Saat ini, kebijakan KEK di Indonesia sedang diadaptasi dan terus didorong oleh pemerintah, yang tergambar dari komitmen pemerintah yang mencantumkan KEK dalam RPJMN 2015–2019 hingga saat ini. Namun, jika pemerintah tetap menerapkan KEK seperti di Vietnam dan Cina, akan ada beberapa hambatan besar dalam pelaksanaannya seperti kebijakan dalam penyediaan tenaga kerja murah, pemberian insentif kepada investor hingga permudahan perizinan yang tentunya akan menimbulkan pro-kontra jika tidak direncanakan dengan matang.

Sebagai contoh, saat ini beberapa masalah sudah muncul. Misalnya, dugaan masalah pelanggaran HAM di KEK Mandalika, protes tentang kenaikan upah minimum yang terjadi setiap tahunnya, protes RUU Cipta Kerja, hingga masih rendahnya konversi investasi dari KEK yang telah beroperasi di Indonesia.

Jika mengacu kepada beberapa referensi dari para ahli, pengembangan KEK idealnya merupakan sebuah pengembangan wilayah secara strategis dan terukur dalam mengintegrasikan sebuah wilayah terhadap sumber daya alam, sistem perkotaan, produksi industri, dan perdagangan global. Sehingga, pembangunan infrastruktur skala besar seperti jaringan kereta api, jalan tol, komunikasi, air bersih, pelabuhan, sumber daya energi dan lain sebagainya bisa memberikan dampak ekonomi yang optimal.

Tentu usaha tersebut perlu didukung dengan keberadaan teknologi mutakhir yang dapat meningkatkan jumlah produksi dan seringkali membutuhkan tenaga kerja yang murah. Karenanya, perencanaan atas KEK tidak dapat dilakukan sembarangan karena pelaksanaannya membutuhkan investasi besar pada infrastruktur dasar dan pemberian insentif untuk menarik investor masuk ke dalam zona yang telah disediakan. Meskipun demikian, operasional industri dilokasi KEK tetap perlu pengawasan karena cukup rentan terhadap kegiatan eksploitasi anak, perempuan, serta pelanggaran atas hak pekerja secara umum.

Di sisi lain, dengan kondisi geografis kepulauan, pembangunan infrastruktur fisik penunjang KEK di satu pulau tidak dapat secara langsung memberikan dampak terhadap KEK dan kota di pulau lainnya (bagi negara yang memiliki daratan induk seperti Cina dan Vietnam, pembangunan infrastruktur KEK pada akhirnya akan menopang kebutuhan KEK lainnya).

Implikasi yang ditimbulkan adalah biaya pengembangan KEK menjadi lebih mahal, karena setiap pulaunya akan membutuhkan infrastruktur penunjang yang baru.

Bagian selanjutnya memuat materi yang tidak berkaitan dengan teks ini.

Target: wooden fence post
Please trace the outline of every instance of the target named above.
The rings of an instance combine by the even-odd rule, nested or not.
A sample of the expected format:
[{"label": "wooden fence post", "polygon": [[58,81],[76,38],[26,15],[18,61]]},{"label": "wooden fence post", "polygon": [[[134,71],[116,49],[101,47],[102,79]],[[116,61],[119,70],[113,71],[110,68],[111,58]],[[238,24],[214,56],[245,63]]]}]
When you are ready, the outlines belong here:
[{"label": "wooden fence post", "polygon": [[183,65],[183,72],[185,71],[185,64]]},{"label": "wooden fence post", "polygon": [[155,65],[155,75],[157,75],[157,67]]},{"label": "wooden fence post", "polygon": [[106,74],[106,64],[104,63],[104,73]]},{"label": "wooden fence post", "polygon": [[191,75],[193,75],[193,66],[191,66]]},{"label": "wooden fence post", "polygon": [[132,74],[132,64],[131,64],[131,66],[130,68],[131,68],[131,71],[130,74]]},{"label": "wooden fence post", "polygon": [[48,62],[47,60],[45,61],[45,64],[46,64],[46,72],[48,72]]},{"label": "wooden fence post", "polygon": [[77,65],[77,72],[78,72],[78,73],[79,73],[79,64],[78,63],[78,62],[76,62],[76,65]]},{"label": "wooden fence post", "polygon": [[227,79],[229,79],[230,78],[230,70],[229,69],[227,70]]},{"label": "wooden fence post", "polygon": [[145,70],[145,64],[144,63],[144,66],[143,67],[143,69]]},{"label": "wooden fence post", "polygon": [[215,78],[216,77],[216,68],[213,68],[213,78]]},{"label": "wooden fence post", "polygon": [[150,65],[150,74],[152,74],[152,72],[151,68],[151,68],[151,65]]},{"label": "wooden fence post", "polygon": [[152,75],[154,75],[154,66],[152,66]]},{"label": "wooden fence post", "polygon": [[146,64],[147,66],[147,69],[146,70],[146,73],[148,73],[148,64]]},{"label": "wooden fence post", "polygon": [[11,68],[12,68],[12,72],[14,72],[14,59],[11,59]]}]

Hal ini jelas perlu dicermati oleh pemerintah, agar ke depannya pengembangan KEK dapat efisien, bebas konflik, memeratakan pembangunan, serta dapat mendorong kesejahteraan masyarakat di sekitarnya.

“Di negara bercorak demokrasi seperti kita, jelas tidak mudah meniru kebijakan Cina dan Vietnam. Hahaha.” tutupnya, sembari membayar mie goreng telur malam itu.